You may never exercise your NSO to purchase a fractional Share. Any fractional Share shall be redeemed for cash equal to the Fair Market Value of such fractional Share.
General Expiration Rules. In general, your NSO will expire on the Expiration Date.
Forfeiture Rules. In the following instances, your NSO will expire and you will forfeit your NSO prior to the Expiration Date:
If you Terminate before the Vesting Date, except as provided in Section 3 above, you will forfeit your NSO in its entirety;
If you engage in “Conduct That Is Harmful To The Company” (as described below), you will forfeit your NSO and must return to the Company all Shares and other amounts you have received through the Plan or this Award Agreement if, without the Company’s written consent, you do any of the following within [Number] days before and [Number] days after you Terminate:
You breach any confidentiality, nondisclosure, and/or noncompetition obligations under any agreement or plan with the Company or any Affiliate or Subsidiary;
You fail or refuse to consult with, supply information to or otherwise cooperate with the Company or any Affiliate or Subsidiary after having been requested to do so;
You deliberately engage in any action that the Company concludes has caused substantial harm to the interests of the Company or any Affiliate or Subsidiary;
You fail to return all property (other than personal property), including vehicles, computer or other equipment or electronic devices, keys, notes, memoranda, writings, lists, files, reports, customer lists, correspondence, tapes, disks, cards, surveys, maps, logs, machines, technical data, formulae or any other tangible property or document and any and all copies, duplicates or reproductions that you have produced or received or have otherwise been provided to you in the course of your employment with the Company or any Affiliate or Subsidiary; or
You engaged in conduct that the Committee reasonably concludes would have given rise to a Termination for Cause had it been discovered before you Terminated.

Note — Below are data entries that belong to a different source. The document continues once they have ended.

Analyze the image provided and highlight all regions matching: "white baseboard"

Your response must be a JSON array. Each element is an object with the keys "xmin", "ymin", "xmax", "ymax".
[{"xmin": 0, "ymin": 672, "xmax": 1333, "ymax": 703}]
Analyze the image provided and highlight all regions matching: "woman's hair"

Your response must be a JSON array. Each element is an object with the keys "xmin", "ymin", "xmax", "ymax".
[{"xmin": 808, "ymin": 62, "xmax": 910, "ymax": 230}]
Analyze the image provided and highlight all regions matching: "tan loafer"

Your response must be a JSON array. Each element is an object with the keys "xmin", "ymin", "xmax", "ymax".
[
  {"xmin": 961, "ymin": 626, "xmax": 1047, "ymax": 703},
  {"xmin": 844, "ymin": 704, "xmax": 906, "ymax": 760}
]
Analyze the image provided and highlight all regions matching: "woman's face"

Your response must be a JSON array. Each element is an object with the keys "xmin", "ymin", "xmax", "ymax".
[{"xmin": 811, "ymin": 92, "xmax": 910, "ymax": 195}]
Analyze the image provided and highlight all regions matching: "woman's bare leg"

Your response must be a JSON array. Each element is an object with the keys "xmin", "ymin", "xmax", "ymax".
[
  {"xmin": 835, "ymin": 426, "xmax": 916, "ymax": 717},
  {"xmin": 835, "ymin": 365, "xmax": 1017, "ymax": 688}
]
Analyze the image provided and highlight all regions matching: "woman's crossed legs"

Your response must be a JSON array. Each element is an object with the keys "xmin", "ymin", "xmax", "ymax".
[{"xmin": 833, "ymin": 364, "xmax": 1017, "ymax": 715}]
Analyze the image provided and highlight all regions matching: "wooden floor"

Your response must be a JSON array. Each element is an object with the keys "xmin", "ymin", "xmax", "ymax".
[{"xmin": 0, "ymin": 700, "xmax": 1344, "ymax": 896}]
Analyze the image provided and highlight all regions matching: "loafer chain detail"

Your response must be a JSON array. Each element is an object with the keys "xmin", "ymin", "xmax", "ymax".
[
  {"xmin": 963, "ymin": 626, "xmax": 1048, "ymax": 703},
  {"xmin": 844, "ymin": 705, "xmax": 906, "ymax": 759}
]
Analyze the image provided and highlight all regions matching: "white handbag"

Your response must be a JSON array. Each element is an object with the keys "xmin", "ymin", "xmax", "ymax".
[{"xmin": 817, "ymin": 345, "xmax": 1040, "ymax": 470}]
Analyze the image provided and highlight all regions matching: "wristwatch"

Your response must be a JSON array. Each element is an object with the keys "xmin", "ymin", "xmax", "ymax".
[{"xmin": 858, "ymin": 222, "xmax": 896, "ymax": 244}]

If you Terminate for Cause after the Vesting Date, the portion of your NSO that has not been exercised will be forfeited (whether or not then vested) on the date you Terminate; or
If you Terminate for any other reason after the Vesting Date, the portion of your NSO that is vested but has not been exercised will expire on the earlier of the Expiration Date or [Number] days after you Terminate.

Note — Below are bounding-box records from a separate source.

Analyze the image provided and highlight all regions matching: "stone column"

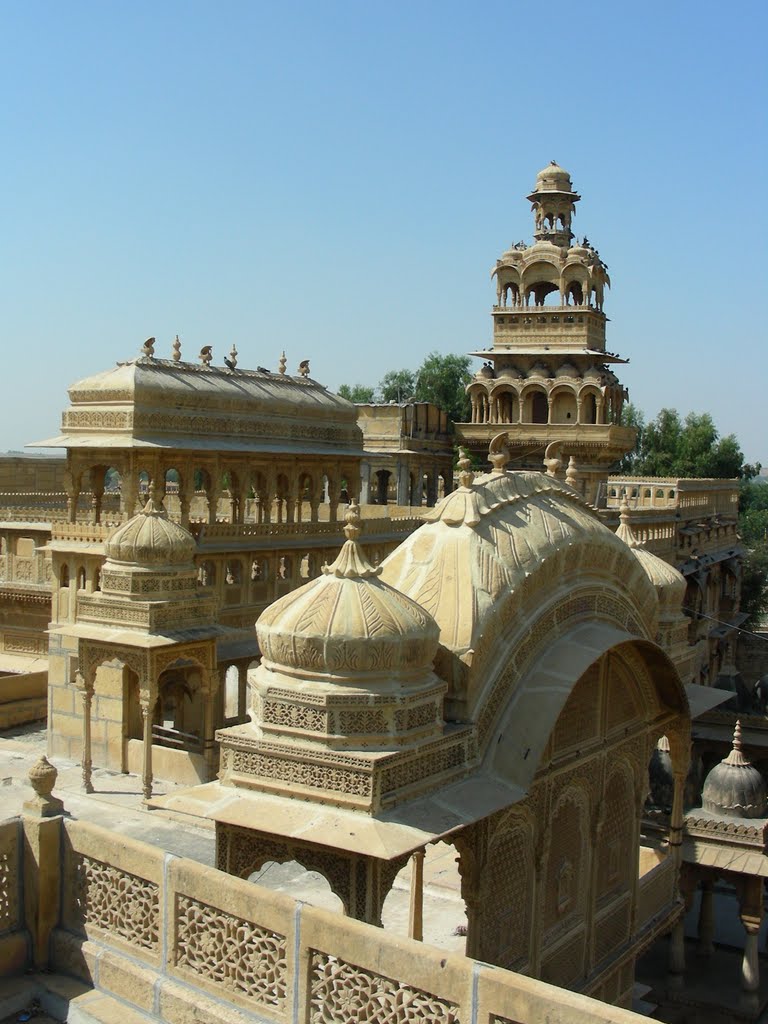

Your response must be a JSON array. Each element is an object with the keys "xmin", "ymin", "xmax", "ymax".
[
  {"xmin": 76, "ymin": 673, "xmax": 93, "ymax": 793},
  {"xmin": 203, "ymin": 669, "xmax": 219, "ymax": 781},
  {"xmin": 698, "ymin": 879, "xmax": 715, "ymax": 956},
  {"xmin": 22, "ymin": 757, "xmax": 63, "ymax": 971},
  {"xmin": 397, "ymin": 461, "xmax": 411, "ymax": 505},
  {"xmin": 360, "ymin": 462, "xmax": 371, "ymax": 505},
  {"xmin": 408, "ymin": 850, "xmax": 424, "ymax": 942},
  {"xmin": 139, "ymin": 689, "xmax": 157, "ymax": 802}
]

You will consent (on your own behalf and on behalf of your beneficiaries and transferees and without any further consideration) to any necessary change to your NSO or this Award Agreement to comply with any law and to avoid paying penalties under Section 409A of the Code, even if those changes affect the terms of your NSO and reduce its value or potential value; and
You must return a signed copy of this Award Agreement to the address given above before [Date].